With regard to the “Electrolarnyx Throat Box,” Plaintiff states that he underwent thyroid
surgery that paralyzed his vocal chords, rendering him unable to speak properly. He states that
he filed several medical requests to be provided with an “Electrolarnyx Throat Box” to allow him
to speak, but said requests were denied because of costs. However, Plaintiff fails to identify with
whom he filed these requests, who denied the requests, and why Plaintiff believes it was due to
costs. Moreover, there is no indication that this is a serious medical need and that there is a need
for medical treatment, but a medical provider intentionally refuses to provide it, that a medical
provider delayed necessary medical treatment based on a non-medical reason, or a medical
provider prevented Plaintiff from receiving needed or recommended medical treatment. Rather,
it appears from the allegations that Plaintiff merely disagrees with the decision to deny his request
for the “throat box.” However, as stated above, mere disagreement with a medical decision is not
a constitutional violation. See Spruill, 372 F.3d at 235. Given the lack of facts provided, this
claim will also be dismissed without prejudice pursuant to Iqbal.

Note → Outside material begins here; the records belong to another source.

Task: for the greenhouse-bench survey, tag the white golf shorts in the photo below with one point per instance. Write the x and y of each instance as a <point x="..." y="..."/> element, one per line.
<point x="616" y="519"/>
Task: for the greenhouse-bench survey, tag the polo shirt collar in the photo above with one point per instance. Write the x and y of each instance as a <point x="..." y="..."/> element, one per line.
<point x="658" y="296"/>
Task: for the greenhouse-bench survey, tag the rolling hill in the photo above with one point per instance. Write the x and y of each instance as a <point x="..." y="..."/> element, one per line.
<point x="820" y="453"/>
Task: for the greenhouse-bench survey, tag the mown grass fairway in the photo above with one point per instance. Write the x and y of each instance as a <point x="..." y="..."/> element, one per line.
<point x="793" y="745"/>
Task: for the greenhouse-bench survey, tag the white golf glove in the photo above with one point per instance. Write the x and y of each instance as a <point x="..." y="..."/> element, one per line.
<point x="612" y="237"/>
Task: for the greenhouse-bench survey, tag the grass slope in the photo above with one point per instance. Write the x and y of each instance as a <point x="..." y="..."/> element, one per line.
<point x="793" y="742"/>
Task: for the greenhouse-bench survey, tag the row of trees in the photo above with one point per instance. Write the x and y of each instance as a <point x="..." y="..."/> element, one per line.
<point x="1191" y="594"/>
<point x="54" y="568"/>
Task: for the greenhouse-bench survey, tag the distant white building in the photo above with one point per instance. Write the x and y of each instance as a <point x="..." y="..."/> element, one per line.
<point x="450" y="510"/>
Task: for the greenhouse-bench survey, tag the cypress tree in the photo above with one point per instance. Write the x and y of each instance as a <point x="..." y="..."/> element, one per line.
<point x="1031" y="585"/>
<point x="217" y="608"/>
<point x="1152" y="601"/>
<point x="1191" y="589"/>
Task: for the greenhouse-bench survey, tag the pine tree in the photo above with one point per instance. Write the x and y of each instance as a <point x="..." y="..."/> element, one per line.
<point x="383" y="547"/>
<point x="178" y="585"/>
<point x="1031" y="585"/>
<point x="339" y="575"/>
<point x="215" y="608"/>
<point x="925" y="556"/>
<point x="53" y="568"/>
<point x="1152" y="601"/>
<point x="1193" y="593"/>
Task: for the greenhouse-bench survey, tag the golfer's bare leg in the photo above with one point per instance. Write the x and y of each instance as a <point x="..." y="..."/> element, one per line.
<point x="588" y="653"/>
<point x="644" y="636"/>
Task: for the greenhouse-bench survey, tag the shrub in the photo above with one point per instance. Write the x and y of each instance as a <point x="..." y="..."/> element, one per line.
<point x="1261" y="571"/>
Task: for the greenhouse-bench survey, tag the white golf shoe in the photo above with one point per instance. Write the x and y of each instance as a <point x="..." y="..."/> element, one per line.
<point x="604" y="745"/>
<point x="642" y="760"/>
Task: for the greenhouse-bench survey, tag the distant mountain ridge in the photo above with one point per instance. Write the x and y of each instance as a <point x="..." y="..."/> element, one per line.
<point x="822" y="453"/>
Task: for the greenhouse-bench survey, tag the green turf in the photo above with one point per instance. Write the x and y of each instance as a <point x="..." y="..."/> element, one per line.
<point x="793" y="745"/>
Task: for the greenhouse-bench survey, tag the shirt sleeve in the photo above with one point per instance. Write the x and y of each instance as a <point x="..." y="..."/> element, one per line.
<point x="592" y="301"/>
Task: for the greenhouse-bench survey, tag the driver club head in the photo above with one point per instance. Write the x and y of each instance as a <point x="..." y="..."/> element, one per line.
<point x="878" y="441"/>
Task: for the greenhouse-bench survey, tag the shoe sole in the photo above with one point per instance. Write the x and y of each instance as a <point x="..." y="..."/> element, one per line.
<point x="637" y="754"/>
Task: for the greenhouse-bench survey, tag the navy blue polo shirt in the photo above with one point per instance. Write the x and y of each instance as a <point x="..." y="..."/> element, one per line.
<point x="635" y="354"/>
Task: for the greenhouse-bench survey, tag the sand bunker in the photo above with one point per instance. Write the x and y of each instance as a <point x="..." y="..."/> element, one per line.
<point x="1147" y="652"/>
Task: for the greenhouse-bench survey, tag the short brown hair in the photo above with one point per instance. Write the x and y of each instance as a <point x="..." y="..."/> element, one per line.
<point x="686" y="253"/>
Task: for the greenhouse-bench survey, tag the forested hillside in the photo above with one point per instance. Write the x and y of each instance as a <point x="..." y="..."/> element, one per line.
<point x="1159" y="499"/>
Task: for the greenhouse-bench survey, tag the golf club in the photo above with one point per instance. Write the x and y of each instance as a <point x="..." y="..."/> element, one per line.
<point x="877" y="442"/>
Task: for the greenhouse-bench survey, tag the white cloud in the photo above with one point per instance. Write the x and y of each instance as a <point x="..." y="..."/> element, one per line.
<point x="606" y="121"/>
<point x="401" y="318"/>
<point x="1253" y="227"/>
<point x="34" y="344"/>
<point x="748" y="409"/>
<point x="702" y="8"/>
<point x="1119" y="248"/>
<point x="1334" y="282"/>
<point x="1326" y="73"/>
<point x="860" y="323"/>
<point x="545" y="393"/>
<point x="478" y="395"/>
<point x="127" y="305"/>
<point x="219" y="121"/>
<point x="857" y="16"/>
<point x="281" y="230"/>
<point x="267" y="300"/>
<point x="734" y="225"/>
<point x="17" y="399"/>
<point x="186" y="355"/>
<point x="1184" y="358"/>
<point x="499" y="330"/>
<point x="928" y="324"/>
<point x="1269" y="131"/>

Finally, with regard to Plaintiff’s claim that “Defendants have in place a system of
switching doctors, nurses and medical providers in an effort to avoid continuity and accountability
of medical treatment,” it is unclear against which defendants these allegations are made and to
what “system” he is referring. Plaintiff provides no further information. These bare allegations
are insufficient to state a claim under Iqbal.
7. For the reasons stated above, the Amended Complaint will be dismissed without
prejudice in its entirety for failure to state a claim upon which relief may be granted pursuant to
28 U.S.C. §§ 1915(e)(2)(B)(ii) and 1915A(b)(1). However, the Court will grant Plaintiff an
opportunity to file a second amended complaint which cures the deficiencies noted herein. 1 An
appropriate order follows.
Esther Salas, U.S.D.J.
Plaintiff should note that when an amended complaint is filed, the original complaint no longer
performs any function in the case and “cannot be utilized to cure defects in the amended
[complaint], unless the relevant portion is specifically incorporated in the new [complaint].” 6
Wright, Miller & Kane, Federal Practice and Procedure § 1476 (2d ed. 1990) (footnotes omitted).
An amended complaint may adopt some or all of the allegations in the original complaint, but the
identification of the particular allegations to be adopted must be clear and explicit. Id. To avoid
confusion, the safer course is to file an amended complaint that is complete in itself. Id.